While we are holding the election invalid for the reason above stated, we are constrained to give attention also to the question of whether the measure here in question was such a one as comes within the scope of the initiative authority. In Rives v. City of Paducah, 287 Ky. 709, 155 S.W.2d 33, this Court held that a similar type of ordinance could be adopted by initiative procedures, and we adhered to the Rives case in City of Maysville v. Kenton, Ky., 252 S. W.2d 39. We are disposed now to reexamine the question.

It is the general rule that initiative provisions are applicable only to acts which are legislative in character, and not to those dealing with administrative or executive matters. Seaton v. Lackey, 298 Ky. 188, 182 S.W.2d 336; Vanmeter v. City of Paris, Ky., 273 S.W.2d 49; 37 Am.Jur., Municipal Corporations, sec. 209, p. 845; 62 C.J.S. Municipal Corporations § 454 b, p. 873.

The rule that has been followed in this jurisdiction, for determining whether a particular matter is legislative or administrative, is that if the power to be exercised prescribes a new policy or plan it is legislative, whereas if it merely pursues a plan already adopted by the legislative body or some power superior thereto it is administrative.

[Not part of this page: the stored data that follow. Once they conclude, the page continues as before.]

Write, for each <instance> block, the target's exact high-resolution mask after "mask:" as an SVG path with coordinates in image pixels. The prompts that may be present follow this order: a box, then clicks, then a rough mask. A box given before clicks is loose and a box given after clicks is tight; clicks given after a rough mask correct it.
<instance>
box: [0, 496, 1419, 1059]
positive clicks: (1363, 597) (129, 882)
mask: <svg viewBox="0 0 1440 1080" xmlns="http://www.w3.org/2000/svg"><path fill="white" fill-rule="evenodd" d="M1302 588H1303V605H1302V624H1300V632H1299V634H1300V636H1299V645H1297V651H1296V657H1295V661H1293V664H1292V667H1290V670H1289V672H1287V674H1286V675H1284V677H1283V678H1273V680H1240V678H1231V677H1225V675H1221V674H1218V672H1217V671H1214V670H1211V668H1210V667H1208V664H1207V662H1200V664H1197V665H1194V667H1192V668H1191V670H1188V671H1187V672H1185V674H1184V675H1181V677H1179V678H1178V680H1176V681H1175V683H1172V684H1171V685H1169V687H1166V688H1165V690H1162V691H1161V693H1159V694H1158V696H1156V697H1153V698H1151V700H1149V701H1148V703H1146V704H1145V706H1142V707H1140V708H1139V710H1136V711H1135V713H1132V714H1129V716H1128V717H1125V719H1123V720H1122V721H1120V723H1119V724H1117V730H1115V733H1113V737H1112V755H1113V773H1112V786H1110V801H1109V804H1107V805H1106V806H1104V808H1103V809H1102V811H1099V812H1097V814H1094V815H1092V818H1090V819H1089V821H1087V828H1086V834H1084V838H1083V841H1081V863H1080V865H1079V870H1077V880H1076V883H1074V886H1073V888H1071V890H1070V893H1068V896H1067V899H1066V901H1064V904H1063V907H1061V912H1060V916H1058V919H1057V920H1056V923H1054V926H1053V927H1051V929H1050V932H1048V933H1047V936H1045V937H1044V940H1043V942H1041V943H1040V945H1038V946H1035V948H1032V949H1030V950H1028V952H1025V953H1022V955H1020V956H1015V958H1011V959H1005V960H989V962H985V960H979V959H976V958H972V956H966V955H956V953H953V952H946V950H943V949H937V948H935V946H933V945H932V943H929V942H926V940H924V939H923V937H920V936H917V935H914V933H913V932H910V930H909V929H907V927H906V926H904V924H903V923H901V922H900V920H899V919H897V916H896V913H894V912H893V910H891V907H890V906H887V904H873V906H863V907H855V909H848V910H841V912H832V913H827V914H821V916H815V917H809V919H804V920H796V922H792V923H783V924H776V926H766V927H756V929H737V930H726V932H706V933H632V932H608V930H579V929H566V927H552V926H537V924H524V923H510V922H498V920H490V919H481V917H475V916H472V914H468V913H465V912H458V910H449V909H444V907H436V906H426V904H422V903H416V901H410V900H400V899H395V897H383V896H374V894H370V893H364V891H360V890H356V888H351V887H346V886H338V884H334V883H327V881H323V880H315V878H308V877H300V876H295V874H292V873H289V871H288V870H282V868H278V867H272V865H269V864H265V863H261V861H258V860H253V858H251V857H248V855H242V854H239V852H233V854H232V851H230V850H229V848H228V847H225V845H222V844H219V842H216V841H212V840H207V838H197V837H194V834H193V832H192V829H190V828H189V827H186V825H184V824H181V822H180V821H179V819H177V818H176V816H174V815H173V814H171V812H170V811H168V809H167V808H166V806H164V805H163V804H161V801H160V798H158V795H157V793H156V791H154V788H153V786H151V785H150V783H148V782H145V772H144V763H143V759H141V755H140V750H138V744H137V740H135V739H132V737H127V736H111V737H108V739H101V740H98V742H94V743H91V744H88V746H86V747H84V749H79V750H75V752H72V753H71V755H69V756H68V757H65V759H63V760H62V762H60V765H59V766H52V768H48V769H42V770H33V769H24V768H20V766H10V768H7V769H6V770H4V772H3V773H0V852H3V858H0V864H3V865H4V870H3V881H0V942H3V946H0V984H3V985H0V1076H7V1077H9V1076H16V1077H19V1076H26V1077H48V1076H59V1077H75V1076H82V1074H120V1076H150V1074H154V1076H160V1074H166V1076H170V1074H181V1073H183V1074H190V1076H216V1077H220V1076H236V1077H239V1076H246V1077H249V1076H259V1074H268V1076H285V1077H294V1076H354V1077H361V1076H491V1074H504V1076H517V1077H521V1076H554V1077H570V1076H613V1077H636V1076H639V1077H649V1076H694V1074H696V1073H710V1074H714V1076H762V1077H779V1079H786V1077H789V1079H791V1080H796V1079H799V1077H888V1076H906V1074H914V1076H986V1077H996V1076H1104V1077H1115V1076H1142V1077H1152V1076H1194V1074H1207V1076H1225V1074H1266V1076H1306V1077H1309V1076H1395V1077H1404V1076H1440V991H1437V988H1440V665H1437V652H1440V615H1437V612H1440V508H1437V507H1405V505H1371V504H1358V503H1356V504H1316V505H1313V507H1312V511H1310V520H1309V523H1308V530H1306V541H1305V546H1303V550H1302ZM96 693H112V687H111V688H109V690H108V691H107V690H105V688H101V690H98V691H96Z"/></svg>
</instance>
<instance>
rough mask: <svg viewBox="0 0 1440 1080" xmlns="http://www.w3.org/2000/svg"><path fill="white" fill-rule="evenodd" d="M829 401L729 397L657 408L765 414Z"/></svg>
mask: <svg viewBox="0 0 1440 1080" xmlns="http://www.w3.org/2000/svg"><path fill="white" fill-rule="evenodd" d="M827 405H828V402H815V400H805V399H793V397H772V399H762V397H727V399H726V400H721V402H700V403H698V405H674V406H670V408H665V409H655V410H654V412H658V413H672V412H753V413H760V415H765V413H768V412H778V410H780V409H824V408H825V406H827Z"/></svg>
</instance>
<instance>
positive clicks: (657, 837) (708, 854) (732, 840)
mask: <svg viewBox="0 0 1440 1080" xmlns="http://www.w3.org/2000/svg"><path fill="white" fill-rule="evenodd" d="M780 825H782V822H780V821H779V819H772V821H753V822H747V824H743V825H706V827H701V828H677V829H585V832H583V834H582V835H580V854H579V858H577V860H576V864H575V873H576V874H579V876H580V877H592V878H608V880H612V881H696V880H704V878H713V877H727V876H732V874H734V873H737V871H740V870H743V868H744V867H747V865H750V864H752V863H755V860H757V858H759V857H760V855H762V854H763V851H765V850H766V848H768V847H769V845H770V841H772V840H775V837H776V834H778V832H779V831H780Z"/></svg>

Seaton v. Lackey, 298 Ky. 188, 182 S.W.2d 336; Vanmeter v. City of Paris, Ky., 273 S.W.2d 49. Another form of the rule is that an ordinance originating or enacting a permanent law or laying down a rule of conduct or course of policy for the guidance of citizens or their officers or agents is legislative, while an ordinance which simply puts into execution previously declared policies or previously enacted laws is administrative. 37 Am.Jur., Municipal Corporations, sec. 209, p. 846.

In the Rives case (287 Ky. 709, 155 S.W. 2d 33), while the Court recognized the existence of the legislative-administrative test for determining the applicability of initiative procedures, the Court did not apply such a test, but reached its decision purely on a bare literal interpretation of the statutes. Since the initiative statute purported to authorize the voters to adopt through initiative procedures any ordinance that the city legislative body “has the legal right to pass” (KRS 89.610) and since the police and fire department statute (KRS 95.430) *520 provided that the city legislative body should, fix “by ordinance” the salaries of policemen and firemen, the Court concluded that the voters could adopt a salary ordinance by initiative. In other words, the Court simply held that the voters by initiative could pass any measure that the city council could pass by ordinance.

. The holding in the Rives case is contrary to that in the Seaton and Vanmeter cases, supra, and to the generally accepted rule that the initiative power is limited to measures that are of a legislative nature.